O seu apelo pela misericórdia incomoda, porque a misericórdia exige sujar as mãos. Ao convidar os católicos a acolher os marginalizados – os divorciados, os refugiados, os pobres, os LGBTQ+ –, Francisco mexe no nervo exposto de uma Igreja habituada a julgar antes de abraçar. Não é que ele mude a doutrina, mas insiste numa prática mais humana, mais escandalosamente cristã. E é esse escândalo que tanto incomoda os puristas e encanta os desesperados.

No mundo, Francisco tornou-se uma voz profética numa época de líderes que gritam em vez de pensar. Enquanto se constroem muros, ele prega pontes. Enquanto a terra arde, ele chama à responsabilidade ecológica com a encíclica Laudato Si’, que poderia muito bem ser um manifesto de um ecologista radical. E enquanto o mundo se polariza, ele insiste na diplomacia da escuta, mesmo quando isso significa sentar-se com os poderosos e os impiedosos.

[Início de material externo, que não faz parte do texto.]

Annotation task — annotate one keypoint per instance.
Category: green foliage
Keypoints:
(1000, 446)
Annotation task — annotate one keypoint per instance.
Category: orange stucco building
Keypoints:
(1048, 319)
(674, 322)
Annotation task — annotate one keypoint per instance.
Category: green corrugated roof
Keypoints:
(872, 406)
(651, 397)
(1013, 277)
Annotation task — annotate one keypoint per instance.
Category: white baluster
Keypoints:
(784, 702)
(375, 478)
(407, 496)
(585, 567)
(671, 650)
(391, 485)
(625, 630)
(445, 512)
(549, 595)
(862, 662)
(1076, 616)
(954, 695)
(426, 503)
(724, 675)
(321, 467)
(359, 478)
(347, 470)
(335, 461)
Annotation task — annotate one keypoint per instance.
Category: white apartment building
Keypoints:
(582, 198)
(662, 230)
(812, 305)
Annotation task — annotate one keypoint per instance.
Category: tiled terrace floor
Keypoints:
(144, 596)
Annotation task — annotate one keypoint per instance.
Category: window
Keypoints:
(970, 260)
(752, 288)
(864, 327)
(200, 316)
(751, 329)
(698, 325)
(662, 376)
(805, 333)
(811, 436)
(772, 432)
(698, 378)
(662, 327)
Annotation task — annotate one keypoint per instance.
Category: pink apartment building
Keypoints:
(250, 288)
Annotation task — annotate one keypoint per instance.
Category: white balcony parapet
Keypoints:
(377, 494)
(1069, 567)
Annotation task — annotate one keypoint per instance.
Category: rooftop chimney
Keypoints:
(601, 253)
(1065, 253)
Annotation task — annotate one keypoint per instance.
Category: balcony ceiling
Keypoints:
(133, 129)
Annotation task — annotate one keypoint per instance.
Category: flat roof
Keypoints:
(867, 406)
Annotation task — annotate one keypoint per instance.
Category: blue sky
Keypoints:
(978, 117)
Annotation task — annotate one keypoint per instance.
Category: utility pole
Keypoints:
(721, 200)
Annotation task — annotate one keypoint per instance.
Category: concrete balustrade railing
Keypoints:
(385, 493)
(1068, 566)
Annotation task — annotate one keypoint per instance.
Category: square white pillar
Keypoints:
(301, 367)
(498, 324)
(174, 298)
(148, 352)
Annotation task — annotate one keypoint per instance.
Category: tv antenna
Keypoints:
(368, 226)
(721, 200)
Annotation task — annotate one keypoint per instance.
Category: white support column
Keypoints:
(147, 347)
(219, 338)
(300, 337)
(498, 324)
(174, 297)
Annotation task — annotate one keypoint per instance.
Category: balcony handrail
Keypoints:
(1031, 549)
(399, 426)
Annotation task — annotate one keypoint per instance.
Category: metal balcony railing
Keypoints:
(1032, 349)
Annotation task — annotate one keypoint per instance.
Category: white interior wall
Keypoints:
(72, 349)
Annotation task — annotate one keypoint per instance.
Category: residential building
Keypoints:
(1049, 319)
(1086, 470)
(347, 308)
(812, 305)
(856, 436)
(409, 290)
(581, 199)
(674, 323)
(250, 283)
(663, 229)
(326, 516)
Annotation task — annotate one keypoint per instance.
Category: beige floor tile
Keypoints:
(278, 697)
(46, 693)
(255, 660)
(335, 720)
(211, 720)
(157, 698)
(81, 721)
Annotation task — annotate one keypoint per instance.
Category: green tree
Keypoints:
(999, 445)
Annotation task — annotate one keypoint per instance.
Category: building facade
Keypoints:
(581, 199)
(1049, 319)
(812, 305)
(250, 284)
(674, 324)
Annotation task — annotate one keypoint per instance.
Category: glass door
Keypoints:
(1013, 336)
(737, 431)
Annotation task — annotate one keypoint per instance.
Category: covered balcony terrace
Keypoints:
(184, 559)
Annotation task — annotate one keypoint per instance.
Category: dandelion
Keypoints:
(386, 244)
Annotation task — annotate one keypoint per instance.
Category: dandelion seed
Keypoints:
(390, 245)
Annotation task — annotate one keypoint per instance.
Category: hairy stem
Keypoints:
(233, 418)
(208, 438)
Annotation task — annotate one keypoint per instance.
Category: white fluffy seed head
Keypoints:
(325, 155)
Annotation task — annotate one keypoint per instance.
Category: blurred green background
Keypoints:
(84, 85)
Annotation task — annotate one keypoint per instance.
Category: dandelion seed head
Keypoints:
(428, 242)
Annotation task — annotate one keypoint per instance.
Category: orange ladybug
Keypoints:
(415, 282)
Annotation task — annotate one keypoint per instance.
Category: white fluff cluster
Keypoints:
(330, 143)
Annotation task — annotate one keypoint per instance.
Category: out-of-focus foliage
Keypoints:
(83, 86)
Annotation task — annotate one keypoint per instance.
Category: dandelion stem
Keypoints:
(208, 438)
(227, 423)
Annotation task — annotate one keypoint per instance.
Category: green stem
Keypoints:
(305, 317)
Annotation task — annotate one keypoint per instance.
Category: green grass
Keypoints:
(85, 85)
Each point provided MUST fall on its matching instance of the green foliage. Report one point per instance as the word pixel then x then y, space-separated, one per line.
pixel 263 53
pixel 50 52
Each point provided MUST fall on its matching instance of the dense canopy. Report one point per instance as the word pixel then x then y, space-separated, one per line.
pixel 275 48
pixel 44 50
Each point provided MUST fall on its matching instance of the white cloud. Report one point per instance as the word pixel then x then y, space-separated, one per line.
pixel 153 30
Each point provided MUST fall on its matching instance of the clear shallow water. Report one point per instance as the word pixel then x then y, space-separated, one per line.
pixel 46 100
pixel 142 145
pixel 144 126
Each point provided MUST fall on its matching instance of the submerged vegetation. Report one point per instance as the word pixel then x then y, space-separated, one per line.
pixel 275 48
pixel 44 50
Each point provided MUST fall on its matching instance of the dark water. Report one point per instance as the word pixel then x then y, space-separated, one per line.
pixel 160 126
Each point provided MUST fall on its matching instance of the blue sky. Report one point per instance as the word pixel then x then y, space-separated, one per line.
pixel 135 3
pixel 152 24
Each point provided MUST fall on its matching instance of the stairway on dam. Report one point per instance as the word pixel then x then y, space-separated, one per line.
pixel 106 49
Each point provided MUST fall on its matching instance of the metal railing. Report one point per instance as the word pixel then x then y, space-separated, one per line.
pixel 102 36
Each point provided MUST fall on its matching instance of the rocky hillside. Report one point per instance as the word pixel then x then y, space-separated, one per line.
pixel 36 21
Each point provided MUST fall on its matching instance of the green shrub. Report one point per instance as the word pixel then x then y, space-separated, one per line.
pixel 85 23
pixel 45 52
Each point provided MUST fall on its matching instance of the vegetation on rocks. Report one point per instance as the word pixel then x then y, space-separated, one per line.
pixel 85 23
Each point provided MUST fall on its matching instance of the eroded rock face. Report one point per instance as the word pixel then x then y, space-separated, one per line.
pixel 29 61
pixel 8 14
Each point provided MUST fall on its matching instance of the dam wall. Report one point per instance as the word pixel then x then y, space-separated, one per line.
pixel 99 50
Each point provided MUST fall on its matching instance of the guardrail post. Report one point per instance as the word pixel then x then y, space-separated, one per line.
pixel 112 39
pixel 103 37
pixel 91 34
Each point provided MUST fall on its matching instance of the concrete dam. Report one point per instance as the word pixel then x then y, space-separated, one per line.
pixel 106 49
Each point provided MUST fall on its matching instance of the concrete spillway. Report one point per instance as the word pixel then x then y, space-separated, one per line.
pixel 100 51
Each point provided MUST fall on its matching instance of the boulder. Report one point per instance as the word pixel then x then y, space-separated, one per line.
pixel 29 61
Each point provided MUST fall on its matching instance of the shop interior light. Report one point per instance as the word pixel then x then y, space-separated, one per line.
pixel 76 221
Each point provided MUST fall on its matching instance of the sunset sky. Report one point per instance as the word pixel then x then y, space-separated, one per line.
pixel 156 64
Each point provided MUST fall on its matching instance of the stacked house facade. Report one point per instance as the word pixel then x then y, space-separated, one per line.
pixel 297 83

Mas há também uma solidão em Francisco. A solidão de quem vê mais longe, mas sabe que nem todos estão prontos para caminhar ao seu lado. Dentro da Igreja, enfrenta resistências surdas, conspirações subtis e uma máquina pesada que se move com lentidão. E no mundo, enfrenta o cinismo de uma sociedade que já não sabe ouvir os profetas.

Francisco é, talvez, um Papa de transição. Não no sentido de ser passageiro, mas de estar a abrir portas que outros terão de atravessar. Como ele próprio disse, o seu papado pode ser curto. Mas será inesquecível. Porque, no fundo, ele não quer que olhemos para ele, mas para Cristo. E é aí que reside o seu maior desafio e a sua maior força.

Enquanto o mundo o observa, Francisco continua a caminhar. Com a simplicidade de um pastor e a teimosia de um profeta. Um homem que sabe que a verdadeira revolução é a do amor. E que, como todas as revoluções, começa com pequenos gestos que podem mudar o curso da história.